Szósty wojownik normański dołącza do swoich poprzedników. Muszę powiedzieć, że kiedy stoją pomalowani na moim biurku, wyglądają całkiem nieźle. Aż mam czasem ochotę wziąć je do rąk i pobawić się nimi jak w szczenięcych latach żołnierzykami z plastiku;)
W tle fotki niewielki lasek, zrobiony w paręnaście minut. Po pierwsze, lasków nigdy za wiele, po drugie potrzebowałem czegoś do zdjęć, po trzecie - czemu nie?:) Plastikowa podstawka od jakichś zabawek, posypka piaskowa, malowanie, drybrush, kępki rozmaitych traw i parę drzewek kupionych niedawno na alliexpress. W sam raz do tła i na stół. A drzewka wyjmowane, więc podstawka sama w sobie też może być jakimś trudnym terenem, czy czymś podobnym.

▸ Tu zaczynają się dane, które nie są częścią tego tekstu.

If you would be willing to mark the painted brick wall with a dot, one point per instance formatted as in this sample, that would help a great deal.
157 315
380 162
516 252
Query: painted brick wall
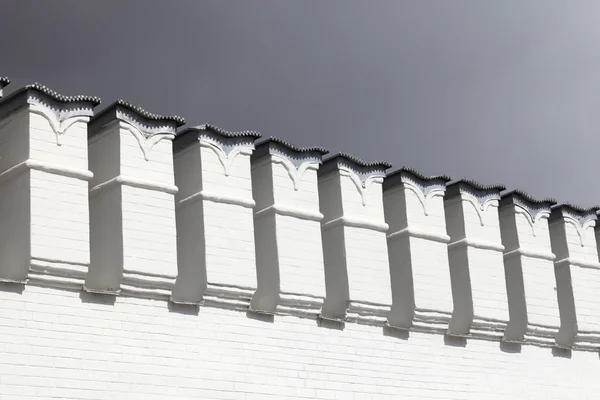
62 344
221 298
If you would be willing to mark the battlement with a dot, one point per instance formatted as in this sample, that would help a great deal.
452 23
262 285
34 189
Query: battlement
140 257
125 202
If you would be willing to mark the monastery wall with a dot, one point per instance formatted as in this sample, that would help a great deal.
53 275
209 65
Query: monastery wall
144 258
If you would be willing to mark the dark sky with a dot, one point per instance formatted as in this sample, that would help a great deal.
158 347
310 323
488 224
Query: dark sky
499 91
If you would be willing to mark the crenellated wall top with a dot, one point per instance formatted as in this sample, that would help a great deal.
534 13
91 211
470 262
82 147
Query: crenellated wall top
535 208
282 148
574 213
148 124
226 140
52 105
474 189
364 169
411 176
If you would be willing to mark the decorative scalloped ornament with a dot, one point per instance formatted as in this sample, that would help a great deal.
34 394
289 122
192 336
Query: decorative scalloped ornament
532 219
361 185
424 193
145 142
295 173
580 226
480 206
59 123
226 158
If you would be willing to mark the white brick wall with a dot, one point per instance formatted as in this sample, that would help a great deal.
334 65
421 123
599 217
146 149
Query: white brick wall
57 341
55 344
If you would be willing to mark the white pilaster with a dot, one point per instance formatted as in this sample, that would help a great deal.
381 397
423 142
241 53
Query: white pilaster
289 252
417 247
4 81
577 274
215 226
44 174
132 209
357 269
476 260
529 267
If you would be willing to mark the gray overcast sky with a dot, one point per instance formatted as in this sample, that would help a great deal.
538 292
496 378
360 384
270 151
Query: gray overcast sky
501 91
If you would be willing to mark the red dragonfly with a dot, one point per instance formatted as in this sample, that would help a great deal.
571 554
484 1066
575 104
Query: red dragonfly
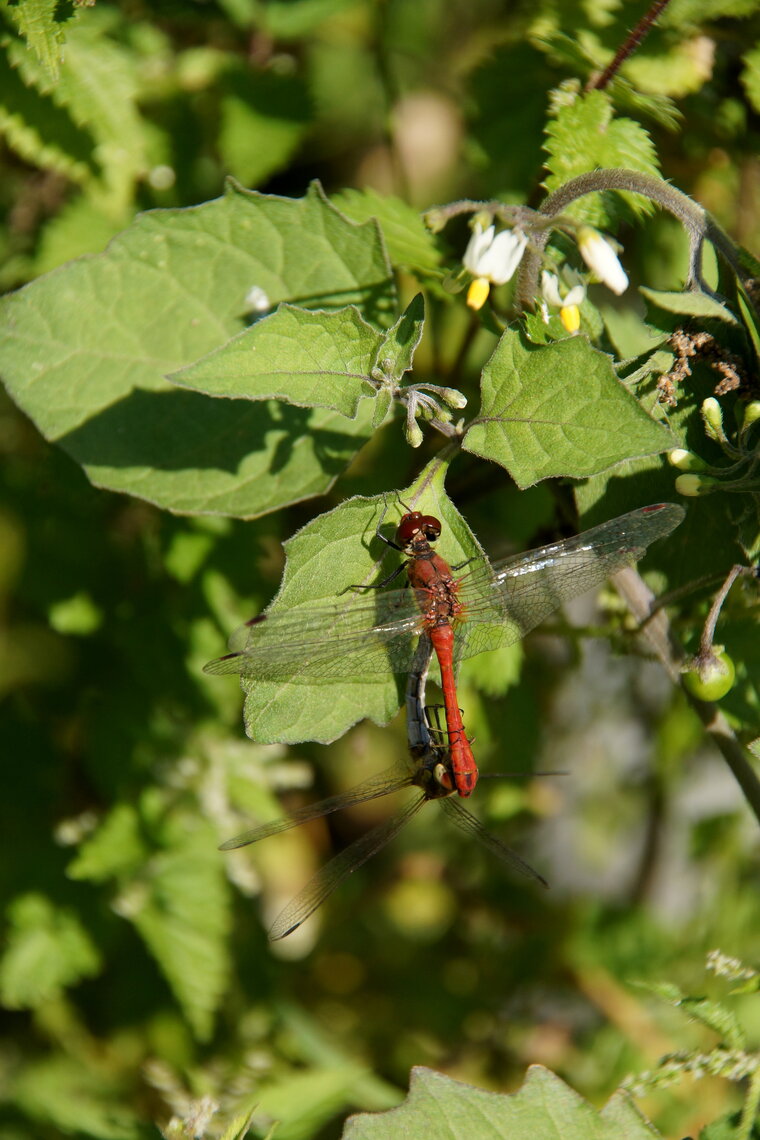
484 608
431 773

Sixth Norman warrior joins his comrades. I must say, that when I look at them sitting on my desk, I have a strong desire to play with them at once, like once I did - ages ago it seems - with plastic toy soldiers;)
Background of the photo shows my newest small forest done in about an hour, not counting glue and paint drying time. First, one can't have too many forests, second I needed a small one for photos and third - why not?;) Plastic base of some toy, sand glued on, drybrush, then various tufts and some trees bought recently on alliexpress. Good for both the table and photos. Trees are removable, so I can use base of the forest itself as a terrain too, difficult ground or something like this.
Faktycznie miło. Będzie zdjęcie grupowe?
OdpowiedzUsuńBędzie, będzie. Pełny oddział to ośmiu, więc jeszcze dwóch:)
UsuńNo widzisz - mówiłem, że dobrze wychodzą. Zresztą widać to na zdjęciach. A w trakcie bitwy dostarczą mnóstwo radości.